The Beast House project needs a little leadership, and the Hare-masked lieutenant just wasn’t cutting it. Our Dark Heresy group deftly slipped past Hare Mask and her Ogryn Butcher and they’re making a beeline for the head honcho, Jackal Mask.
The module describes him as huge and terrifying, with some built-in shock whip tentacles taking up one of his arms. Sadly the module is non-descript about his fate, suggesting his body is found in a trunk, skin flensed and missing an arm, so the Acolytes are never intended to take on Jackal Mask at any point. I thought that was a bit disappointing, as knowing my players, they’re desperate to exact revenge.
The project brief was quite open ended: build a big lad that could reasonably be the head of the Beast House operations, to make for an interesting foe in Dark Heresy and as a potential gang boss in Necromunda.
Building the beast
I picked up a cheap Lord of Plagues from an opportune swap and figured the massive frame would be an ideal starting point for my powerful lad. I wasn’t enthusiastic about keeping the two-handed weapon so I had a bit of a delve through the bits box to see what I could find.
Goliath arms fit perfectly! A Chain Glaive/grenade launcher combo is suitably gruesome for a boss – deadly both at range and close up. It’ll give me (the GM) some tactical flexibility for challenging the players too, as I can alternate between gas and frag grenades to keep them from bunching up too much in the pitched battle I have planned.
I covered up most of the cankers and sores (including the open belly wound) with greenstuff, as although I wanted him to be gross, I didn’t want him to be dead-man-walking praise-grandfather-nurgle type gross.
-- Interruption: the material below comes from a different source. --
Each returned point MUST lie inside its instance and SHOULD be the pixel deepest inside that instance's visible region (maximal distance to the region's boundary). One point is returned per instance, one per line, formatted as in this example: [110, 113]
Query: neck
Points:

Armour on the arms helped bulk him out a bit, leaving the belly open so he can remain aerodynamic when he fights.
I added a few large scars across the body to cover up the rough GS work I’d done. I figure someone who had a long career in capturing and torturing dangerous creatures might have a few nicks and scratches to show for it.
Final touch was the mask itself, one of the last things I put together. After deliberating the best way forwards, I decided that scratch-building was going to give me the closest thing I wanted. But then what – sculpt it from green stuff? Ain’t nobody got time for that.
Luckily I have a bounty of Beastman heads in my bits box and jackals have a much sharper, thinner snout than the goat/dog skulls the Beastmen are – meaning I can shave one down to get the look I want. Result!
I added two cyclinders cut from a spear shaft to look like rebreather filters and added some ears made from carved plasticard. I’d learned a lot from my work on Hare Mask, so this part was much easier than I’d anticipated.
All done, time to prime!
Painting the jackal
Jackal Mask followed the same basic painting techniques as the Beast House slavers with only a handful of differences.
There was much more skin on show here, so more time was spent on that (but not a whole lot more – finished, not perfect!) with extra attention around the scars, surrounding them with a light crimson glaze to make them look inflamed and not healed properly.
The mask was simply painted black (to cover up the mistakes from all the drybrushing and stippling I’d done), edge highlighted and washed with Nuln Oil to give it a matte look. The eyes then had a little dab of gloss varnish to make them look more like visors.
The armour had an extra wash of Carroburg Crimson to give it a slightly reddish tinge rather than the usual brown. I think it makes it stand out much better!